Published in final edited form as: Nat Hum Behav. 2020 Jan 27;4(4):397–411. doi: 10.1038/s41562-019-0811-3

Figure 4. The Brain Dynamics within the Face Network during the Face Localizer Task.

Figure 4.

(A) PPI results. The upper row shows the effective connectivity matrices for each hemisphere. Asterisks indicate statistically significant effective connectivity. The lower row is an illustration of all directional information flow summarized from the two effective connectivity matrices. Qualitatively, the two hemispheres exhibited entirely different patterns of brain dynamics. Only feed-forward information cascades were identified in the left hemisphere while both feed-forward and feed-back processing were found in the right hemisphere. To further validate these PPI findings, we built two DCM models (i.e. feedforward vs recurrent) and tested their respective fitness to the observed data in each hemisphere. As the most powerful applications of DCM have used networks with relatively small number of nodes and relatively simple model space motivated by priori knowledge, the two DCM models were constructed with four core face areas interacting the same way as they exhibited in PPI results (i.e. two dash-line grey boxes).
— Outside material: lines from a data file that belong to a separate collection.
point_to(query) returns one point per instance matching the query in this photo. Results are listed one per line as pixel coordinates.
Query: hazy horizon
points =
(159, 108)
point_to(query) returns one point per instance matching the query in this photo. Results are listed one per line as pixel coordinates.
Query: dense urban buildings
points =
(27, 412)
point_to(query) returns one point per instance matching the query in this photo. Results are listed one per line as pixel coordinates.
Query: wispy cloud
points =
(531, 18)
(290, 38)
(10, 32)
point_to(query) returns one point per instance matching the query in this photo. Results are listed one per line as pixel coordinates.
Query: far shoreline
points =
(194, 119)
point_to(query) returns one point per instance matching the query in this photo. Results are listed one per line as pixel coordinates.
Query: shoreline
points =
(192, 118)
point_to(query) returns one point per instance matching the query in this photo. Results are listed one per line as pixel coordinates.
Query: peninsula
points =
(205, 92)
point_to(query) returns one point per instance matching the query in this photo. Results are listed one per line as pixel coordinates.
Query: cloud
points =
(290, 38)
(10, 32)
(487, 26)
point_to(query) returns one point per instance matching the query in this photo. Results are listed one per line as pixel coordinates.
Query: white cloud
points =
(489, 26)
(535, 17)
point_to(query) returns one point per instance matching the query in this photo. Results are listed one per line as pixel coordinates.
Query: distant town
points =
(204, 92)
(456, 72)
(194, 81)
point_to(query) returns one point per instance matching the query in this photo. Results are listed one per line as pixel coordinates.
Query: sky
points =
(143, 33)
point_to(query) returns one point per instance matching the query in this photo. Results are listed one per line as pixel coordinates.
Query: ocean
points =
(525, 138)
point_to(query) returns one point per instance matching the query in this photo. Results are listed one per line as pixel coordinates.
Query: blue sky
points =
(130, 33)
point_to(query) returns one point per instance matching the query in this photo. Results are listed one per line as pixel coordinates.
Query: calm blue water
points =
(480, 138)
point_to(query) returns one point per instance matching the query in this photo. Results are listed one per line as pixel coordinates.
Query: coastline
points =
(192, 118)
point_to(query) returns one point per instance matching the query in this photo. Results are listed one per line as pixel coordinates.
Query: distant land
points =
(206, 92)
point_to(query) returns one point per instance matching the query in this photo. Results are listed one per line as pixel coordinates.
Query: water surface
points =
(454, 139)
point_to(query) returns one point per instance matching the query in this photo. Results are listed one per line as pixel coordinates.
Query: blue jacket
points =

For more details of model specifications as well as additional exploratory analysis on larger model space, please check Extended Data Figure 2. (B) DCM Bayesian model selection results. The fixed-effects (FFX) and random-effects (RFX) group analyses consistently indicated that the ‘Feedforward’ model was optimal for the left hemisphere whereas the ‘Recurrent model’ was optimal for the right hemisphere. Overall, the effective connectivity analyses by PPI and DCM both suggested a differential pattern of face-evoked information processing across two hemispheres.